Attorney Chris Pentz is representing Chance Talen Myers, 28, of Morrisdale, who is accused of assaulting the woman while he worked at the facility.
Pentz previously subpoenaed her and when she failed to appear in court for a discovery hearing held in motions court, he asked Cherry to issue a bench warrant for her arrest.
A motion by the Commonwealth to quash a second subpoena was then filed leading to a hearing to discuss the matter.
Pentz explained that he served the subpoena himself for the hearing and read it to the victim. He again asked that it be enforced because she did not appear in court for the hearing.
Assistant District Attorney Jendi Schwab responded that the subpoena is not proper, and there is nothing that requires her testimony in this stage of the process and asked that it not be enforced.
Pentz stated that “there is no better witness than the victim” to testify about the case.
When asked by Cherry what the purpose of her testimony would be, Pentz said that she could answer questions about being served the subpoenas.
Schwab said Pentz’s motion to enforce the subpoena is asking the court without a hearing to request a warrant for her when there is nothing saying her testimony is necessary.
“This could go on indefinitely with the victim being subpoenaed for no purpose,” she said.
Pentz stated that it is not his intention to harass her.
Cherry asked if all Pentz wanted to do was ask why she wasn’t in court for the previous subpoena.
Pentz then stated that he wanted to establish her competency by asking if she got the subpoena and if she understood it.
He went on to ask Cherry to order a psychological report to determine she is competent. If she is found incompetent, he said he will withdraw all his motions but if she is competent, “she needs to be here.”
Schwab again stated there was no reason her testimony was required for the original motion that was regarding discovery.
Pentz stated “if they have an incompetent victim, they don’t have a case.
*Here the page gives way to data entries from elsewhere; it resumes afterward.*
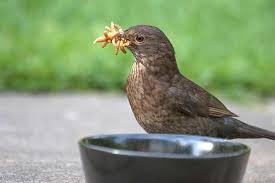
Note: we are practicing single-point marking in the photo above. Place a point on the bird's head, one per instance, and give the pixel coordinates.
(148, 43)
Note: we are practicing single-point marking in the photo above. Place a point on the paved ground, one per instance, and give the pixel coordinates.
(39, 135)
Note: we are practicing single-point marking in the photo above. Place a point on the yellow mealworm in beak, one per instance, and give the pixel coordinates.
(104, 44)
(112, 35)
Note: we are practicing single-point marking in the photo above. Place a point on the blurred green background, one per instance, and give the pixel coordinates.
(227, 46)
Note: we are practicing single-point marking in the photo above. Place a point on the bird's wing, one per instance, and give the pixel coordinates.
(193, 100)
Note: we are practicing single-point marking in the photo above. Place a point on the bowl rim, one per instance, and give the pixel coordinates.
(123, 152)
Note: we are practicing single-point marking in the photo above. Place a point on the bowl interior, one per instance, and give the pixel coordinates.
(165, 144)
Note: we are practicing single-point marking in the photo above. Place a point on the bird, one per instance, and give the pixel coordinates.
(165, 101)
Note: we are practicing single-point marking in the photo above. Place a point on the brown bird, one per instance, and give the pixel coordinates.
(164, 101)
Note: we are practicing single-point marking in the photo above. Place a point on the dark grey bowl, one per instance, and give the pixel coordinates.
(159, 158)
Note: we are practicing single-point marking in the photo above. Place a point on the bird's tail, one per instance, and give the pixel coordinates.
(242, 130)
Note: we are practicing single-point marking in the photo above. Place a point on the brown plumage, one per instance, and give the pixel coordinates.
(164, 101)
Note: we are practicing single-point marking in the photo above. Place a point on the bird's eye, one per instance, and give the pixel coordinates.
(139, 38)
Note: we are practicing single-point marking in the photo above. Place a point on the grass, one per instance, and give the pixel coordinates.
(227, 46)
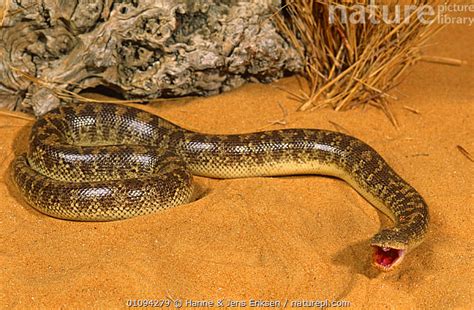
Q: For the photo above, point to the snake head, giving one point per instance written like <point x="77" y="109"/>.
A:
<point x="389" y="248"/>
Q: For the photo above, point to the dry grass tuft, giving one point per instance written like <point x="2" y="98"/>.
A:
<point x="349" y="64"/>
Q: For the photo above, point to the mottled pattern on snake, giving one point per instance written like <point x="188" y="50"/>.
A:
<point x="99" y="162"/>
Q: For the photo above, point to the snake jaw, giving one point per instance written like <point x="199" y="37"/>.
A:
<point x="386" y="258"/>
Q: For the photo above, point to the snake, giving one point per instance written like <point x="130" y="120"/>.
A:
<point x="105" y="161"/>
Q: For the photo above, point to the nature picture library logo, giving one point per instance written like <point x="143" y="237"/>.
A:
<point x="376" y="13"/>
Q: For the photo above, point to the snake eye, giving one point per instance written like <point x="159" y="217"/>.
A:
<point x="387" y="258"/>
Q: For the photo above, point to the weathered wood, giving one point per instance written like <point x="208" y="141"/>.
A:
<point x="140" y="48"/>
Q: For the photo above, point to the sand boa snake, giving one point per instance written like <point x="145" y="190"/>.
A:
<point x="99" y="162"/>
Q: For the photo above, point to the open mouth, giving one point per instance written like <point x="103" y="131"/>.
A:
<point x="387" y="258"/>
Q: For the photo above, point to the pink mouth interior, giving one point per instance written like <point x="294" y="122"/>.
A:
<point x="386" y="258"/>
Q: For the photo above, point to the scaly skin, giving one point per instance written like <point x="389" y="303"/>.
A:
<point x="100" y="162"/>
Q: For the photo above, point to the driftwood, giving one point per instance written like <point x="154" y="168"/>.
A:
<point x="138" y="48"/>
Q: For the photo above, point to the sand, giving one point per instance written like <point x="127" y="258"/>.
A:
<point x="281" y="238"/>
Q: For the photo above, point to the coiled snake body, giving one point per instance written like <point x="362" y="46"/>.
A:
<point x="100" y="162"/>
They have a duty to acknowledge that and bring this to an end.” Schwab responded that she did not think the court had the authority to determine competency of the victim.
Cherry took the arguments under advisement and later issued an order granting the Commonwealth’s motion to quash the subpoena.
Myers is charged with neglect of care of a dependent person, strikes/shoves/kicks/ or attempts to threaten a care dependent person, simple assault and recklessly endangering another person, all misdemeanors.
The charges stem from incidents in March at the nursing home in Lawrence Township where Myers worked and the victim was a patient.
According to the affidavit, the resident reported that an employee fitting the description of Myers had stepped on her foot, grabbed her by the neck and pushed on her head. He also allegedly flipped her walker upside down in an effort to make her fall.
She stated that he had been abusing her for approximately a month.
The supervisor who took the report was allegedly able to see bruises on the victim’s neck, foot and chest areas. She was taken for an evaluation of her injuries at Penn Highlands Clearfield.
When a police officer spoke with the victim, she stated that Myers “scares and hurts her.” This officer was also reportedly able to see the bruises, which he photographed.
Police said the victim was questioned three separate times and always told the same story she originally reported to other employees of the nursing home.
In a review of her records, it was discovered that the victim who frequently needed assistance and would often use her call bell, began to request help less often after the alleged abuse was to have started, according to the complaint.